Memory management

When the Spark application is launched, the Spark cluster will start two processes — Driver and Executor.

The driver is a master process responsible for creating the Spark context, submission of Spark jobs, and translation of the whole Spark pipeline into computational units — tasks. It also coordinates task scheduling and orchestration on each Executor.

Driver memory management is not much different from the typical JVM process and therefore will not be discussed further.

The executor is responsible for performing specific computational tasks on the worker nodes and returning the results to the driver, as well as providing storage for RDDs. And its internal memory management is very interesting.

Steps

Memory Management - Executor Container

Steps

When submitting a Spark job in a cluster with Yarn, Yarn allocates Executor containers to perform the job on different nodes.
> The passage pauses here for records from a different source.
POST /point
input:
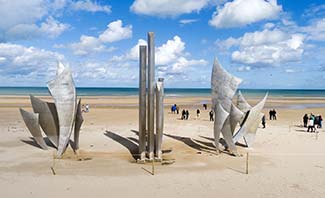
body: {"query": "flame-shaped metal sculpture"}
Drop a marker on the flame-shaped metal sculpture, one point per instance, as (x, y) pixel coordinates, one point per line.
(224, 86)
(249, 127)
(58, 119)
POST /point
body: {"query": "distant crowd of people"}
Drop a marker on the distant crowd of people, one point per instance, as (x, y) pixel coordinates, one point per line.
(186, 114)
(312, 121)
(85, 108)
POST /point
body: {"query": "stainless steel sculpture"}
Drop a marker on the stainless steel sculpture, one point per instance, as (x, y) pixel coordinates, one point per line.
(58, 119)
(151, 94)
(248, 129)
(48, 118)
(64, 93)
(159, 116)
(142, 101)
(224, 86)
(150, 141)
(31, 120)
(242, 104)
(78, 122)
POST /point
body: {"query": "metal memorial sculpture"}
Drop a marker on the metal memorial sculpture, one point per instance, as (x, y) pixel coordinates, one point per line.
(149, 141)
(57, 119)
(227, 115)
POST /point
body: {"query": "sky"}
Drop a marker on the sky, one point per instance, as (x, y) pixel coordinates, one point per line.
(269, 44)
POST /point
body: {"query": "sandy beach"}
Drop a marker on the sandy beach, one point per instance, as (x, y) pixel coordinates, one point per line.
(285, 160)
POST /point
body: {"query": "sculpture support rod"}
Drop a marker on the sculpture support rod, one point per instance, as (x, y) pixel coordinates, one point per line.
(159, 116)
(142, 101)
(151, 93)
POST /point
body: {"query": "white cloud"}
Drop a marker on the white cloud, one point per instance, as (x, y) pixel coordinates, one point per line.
(243, 68)
(25, 64)
(290, 71)
(316, 30)
(267, 47)
(53, 28)
(167, 8)
(115, 32)
(243, 12)
(17, 12)
(187, 21)
(21, 18)
(170, 58)
(287, 50)
(90, 6)
(88, 45)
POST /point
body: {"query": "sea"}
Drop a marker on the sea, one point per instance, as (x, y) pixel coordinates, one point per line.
(172, 92)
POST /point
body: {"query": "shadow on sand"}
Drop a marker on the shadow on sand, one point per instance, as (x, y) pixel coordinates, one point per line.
(32, 142)
(126, 142)
(209, 148)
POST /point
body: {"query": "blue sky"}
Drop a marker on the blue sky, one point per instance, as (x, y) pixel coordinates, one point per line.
(269, 44)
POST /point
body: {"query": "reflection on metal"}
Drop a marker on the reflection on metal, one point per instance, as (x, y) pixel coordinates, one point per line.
(235, 117)
(249, 127)
(47, 119)
(142, 101)
(150, 136)
(159, 116)
(221, 116)
(223, 86)
(242, 104)
(64, 93)
(151, 94)
(31, 121)
(78, 122)
(56, 119)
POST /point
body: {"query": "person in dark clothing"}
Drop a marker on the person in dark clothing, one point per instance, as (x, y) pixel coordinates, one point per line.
(263, 121)
(205, 106)
(211, 115)
(187, 114)
(305, 120)
(274, 114)
(183, 114)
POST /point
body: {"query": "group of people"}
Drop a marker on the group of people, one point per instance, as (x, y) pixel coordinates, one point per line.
(175, 109)
(185, 114)
(272, 114)
(312, 121)
(85, 108)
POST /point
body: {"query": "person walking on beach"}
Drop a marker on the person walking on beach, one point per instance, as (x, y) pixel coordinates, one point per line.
(305, 120)
(211, 115)
(187, 114)
(205, 106)
(274, 114)
(311, 123)
(183, 114)
(263, 121)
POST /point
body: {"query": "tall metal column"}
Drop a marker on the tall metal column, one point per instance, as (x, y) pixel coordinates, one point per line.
(151, 94)
(142, 101)
(159, 116)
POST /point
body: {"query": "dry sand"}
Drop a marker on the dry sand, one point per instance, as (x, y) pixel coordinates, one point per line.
(285, 161)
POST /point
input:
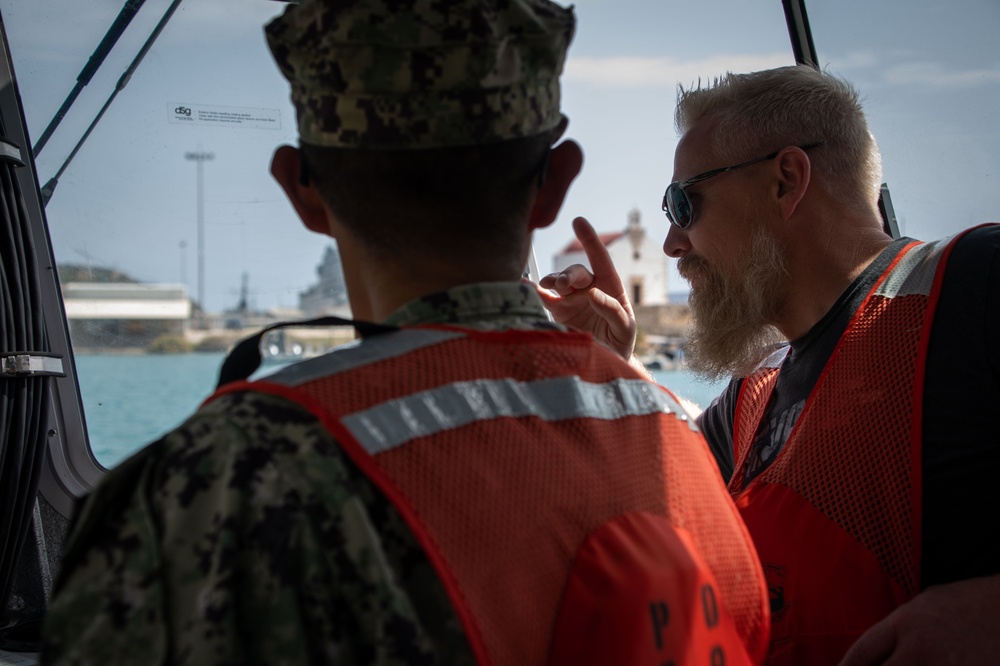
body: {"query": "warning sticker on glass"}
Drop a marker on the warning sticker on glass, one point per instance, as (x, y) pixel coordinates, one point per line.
(224, 116)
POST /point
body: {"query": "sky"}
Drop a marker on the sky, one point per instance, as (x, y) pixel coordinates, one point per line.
(929, 74)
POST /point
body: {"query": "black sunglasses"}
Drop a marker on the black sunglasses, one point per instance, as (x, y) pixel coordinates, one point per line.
(676, 203)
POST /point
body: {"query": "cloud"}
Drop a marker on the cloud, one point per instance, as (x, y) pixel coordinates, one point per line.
(935, 75)
(902, 68)
(631, 72)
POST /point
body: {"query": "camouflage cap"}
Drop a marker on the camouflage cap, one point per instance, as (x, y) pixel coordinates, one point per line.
(412, 74)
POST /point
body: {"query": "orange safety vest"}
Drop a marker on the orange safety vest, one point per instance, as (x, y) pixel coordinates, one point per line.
(836, 517)
(571, 509)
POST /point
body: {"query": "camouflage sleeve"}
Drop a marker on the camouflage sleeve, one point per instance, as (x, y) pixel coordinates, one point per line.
(243, 537)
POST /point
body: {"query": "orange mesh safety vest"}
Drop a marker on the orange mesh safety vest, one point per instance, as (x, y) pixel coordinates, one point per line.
(836, 516)
(519, 457)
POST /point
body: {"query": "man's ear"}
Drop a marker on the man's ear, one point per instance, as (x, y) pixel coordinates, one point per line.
(564, 164)
(286, 167)
(794, 173)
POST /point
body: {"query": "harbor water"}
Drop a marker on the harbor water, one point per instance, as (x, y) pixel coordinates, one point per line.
(131, 400)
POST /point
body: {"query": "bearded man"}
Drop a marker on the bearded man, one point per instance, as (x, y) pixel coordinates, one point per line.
(855, 450)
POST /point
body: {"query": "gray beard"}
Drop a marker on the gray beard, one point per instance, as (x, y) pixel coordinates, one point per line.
(731, 333)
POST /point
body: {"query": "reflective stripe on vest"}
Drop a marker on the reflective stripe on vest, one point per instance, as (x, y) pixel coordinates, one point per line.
(552, 423)
(836, 516)
(395, 422)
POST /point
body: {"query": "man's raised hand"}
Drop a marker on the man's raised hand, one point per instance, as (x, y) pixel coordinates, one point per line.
(596, 302)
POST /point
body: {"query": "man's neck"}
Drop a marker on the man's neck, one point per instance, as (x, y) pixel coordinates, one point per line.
(376, 289)
(820, 271)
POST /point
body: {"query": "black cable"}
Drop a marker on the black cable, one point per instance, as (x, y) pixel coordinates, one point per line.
(93, 64)
(50, 186)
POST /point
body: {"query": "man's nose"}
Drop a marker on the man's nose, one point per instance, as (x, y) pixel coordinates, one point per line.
(677, 244)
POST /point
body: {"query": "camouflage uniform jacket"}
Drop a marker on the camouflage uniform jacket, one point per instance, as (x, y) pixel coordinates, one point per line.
(246, 536)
ResourceManager handles memory requests and allocates executor container up to maximum allocation size settled by yarn.scheduler.maximum-allocation-mb configuration. Memory requests higher than the specified value will not take effect.

On a single node, it is done by NodeManager. NodeManager has an upper limit of resources available to it because it is limited by the resources of one node of the cluster. In Yarn it set up by yarn.nodemanager.resource.memory-mb configuration. It is the amount of physical memory per NodeManager, in MB, which can be allocated for yarn containers. One ExecutorContainer is just one JVM. And the entire ExecutorContainer memory area is divided into three sections:

  1. Heap Memory: This is the JVM heap memory where Spark runs its operations and stores data. It's further divided into:

    Execution Memory: Used for computation in shuffles, joins, sorts, and aggregations.
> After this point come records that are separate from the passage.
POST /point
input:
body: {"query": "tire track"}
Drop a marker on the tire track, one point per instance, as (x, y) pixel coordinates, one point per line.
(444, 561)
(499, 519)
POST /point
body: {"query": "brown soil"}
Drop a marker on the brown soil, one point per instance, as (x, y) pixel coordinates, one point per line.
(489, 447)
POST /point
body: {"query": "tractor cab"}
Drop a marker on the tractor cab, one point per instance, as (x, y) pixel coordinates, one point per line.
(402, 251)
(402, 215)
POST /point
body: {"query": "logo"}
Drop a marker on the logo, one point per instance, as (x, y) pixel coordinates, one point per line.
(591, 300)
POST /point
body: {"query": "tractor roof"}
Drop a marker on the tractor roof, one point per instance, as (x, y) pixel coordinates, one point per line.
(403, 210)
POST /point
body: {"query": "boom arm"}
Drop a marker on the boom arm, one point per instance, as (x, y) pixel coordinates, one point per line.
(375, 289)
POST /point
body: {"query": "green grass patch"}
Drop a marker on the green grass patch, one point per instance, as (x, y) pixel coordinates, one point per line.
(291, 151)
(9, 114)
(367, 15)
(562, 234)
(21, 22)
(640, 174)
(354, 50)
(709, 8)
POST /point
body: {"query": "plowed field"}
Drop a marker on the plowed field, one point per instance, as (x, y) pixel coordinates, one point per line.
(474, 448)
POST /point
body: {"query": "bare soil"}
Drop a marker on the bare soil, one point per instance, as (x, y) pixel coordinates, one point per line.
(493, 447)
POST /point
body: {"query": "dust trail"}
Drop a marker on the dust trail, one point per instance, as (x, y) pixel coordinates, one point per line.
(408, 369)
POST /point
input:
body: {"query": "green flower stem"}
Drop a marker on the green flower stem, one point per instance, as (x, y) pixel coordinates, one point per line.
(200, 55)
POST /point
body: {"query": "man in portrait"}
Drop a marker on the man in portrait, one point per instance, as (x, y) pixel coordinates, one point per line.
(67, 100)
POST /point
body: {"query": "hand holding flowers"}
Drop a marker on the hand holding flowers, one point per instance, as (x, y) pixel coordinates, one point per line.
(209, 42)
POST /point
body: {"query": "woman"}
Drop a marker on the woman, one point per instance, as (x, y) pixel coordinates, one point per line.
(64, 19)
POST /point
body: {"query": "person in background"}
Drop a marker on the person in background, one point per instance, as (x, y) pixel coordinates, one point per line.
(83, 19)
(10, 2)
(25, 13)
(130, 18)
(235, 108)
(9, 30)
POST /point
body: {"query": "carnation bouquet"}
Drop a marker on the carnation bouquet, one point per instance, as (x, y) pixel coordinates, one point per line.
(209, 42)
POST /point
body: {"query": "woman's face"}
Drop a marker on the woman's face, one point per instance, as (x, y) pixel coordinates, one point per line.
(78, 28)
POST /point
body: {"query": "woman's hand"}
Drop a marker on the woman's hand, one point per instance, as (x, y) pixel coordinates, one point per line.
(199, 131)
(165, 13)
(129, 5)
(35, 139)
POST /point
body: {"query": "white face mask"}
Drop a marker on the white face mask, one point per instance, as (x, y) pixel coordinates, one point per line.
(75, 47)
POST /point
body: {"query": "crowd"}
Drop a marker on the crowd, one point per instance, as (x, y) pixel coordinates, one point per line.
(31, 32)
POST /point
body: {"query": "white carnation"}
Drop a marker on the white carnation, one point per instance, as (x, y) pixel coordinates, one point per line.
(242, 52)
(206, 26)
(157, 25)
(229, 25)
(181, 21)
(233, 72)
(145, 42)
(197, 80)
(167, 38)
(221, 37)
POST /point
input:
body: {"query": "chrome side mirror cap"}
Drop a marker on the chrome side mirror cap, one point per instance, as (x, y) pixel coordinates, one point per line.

    Storage Memory: Used for caching and propagating internal data across the cluster.

    The size of the executor heap memory is controlled by the spark.executor.memory configuration property.

  2. Off-Heap Memory: This is the memory managed directly by the application, not by the JVM. This memory is not subject to Java's Garbage Collector. Spark's core transformations and actions do not use off-heap memory by default. This can be configured using spark.executor.memoryOffHeap.enabled and spark.executor.memoryOffHeap.size

  3. Overhead Memory (Non-Heap Memory): This is memory used by Spark for things outside of the executor heap memory. It includes JVM overheads, interned strings, other native overheads, etc. In containerized environments (like YARN or Kubernetes), it also accounts for non-JVM memory consumption (like Python processes). The size of overhead memory is by default 10% of the executor memory with a minimum of 384 MB. This can be configured manually using spark.executor.memoryOverhead (absolute size) or spark.executor.memoryOverheadFactor (fraction of executor memory).

Steps

Reserved Memory: The most boring part of the memory. Spark reserves this memory to store internal objects. It guarantees to reserve sufficient memory for the system even for small JVM heaps. Reserved Memory is hardcoded and equal to 300 MB (value RESERVED_SYSTEM_MEMORY_BYTES in source code). In the test environment (when spark.testing set) we can modify it with spark.testing.reservedMemory. usableMemory = spark.executor.memory - RESERVED_SYSTEM_MEMORY_BYTES

Storage Memory:
Storage Memory is used for caching and broadcasting data. Storage Memory size can be found by: Storage Memory = usableMemory * spark.memory.fraction * spark.memory.storageFraction Storage Memory is 30% of all system memory by default (1 * 0.6 * 0.5 = 0.3).

Execution Memory:
It is mainly used to store temporary data in the shuffle, join, sort, aggregation, etc. Most likely, if your pipeline runs too long, the problem lies in the lack of space here. Execution Memory = usableMemory * spark.memory.fraction * (1 - spark.memory.storageFraction) As Storage Memory, Execution Memory is also equal to 30% of all system memory by default (1 * 0.6 * (1 - 0.5) = 0.3).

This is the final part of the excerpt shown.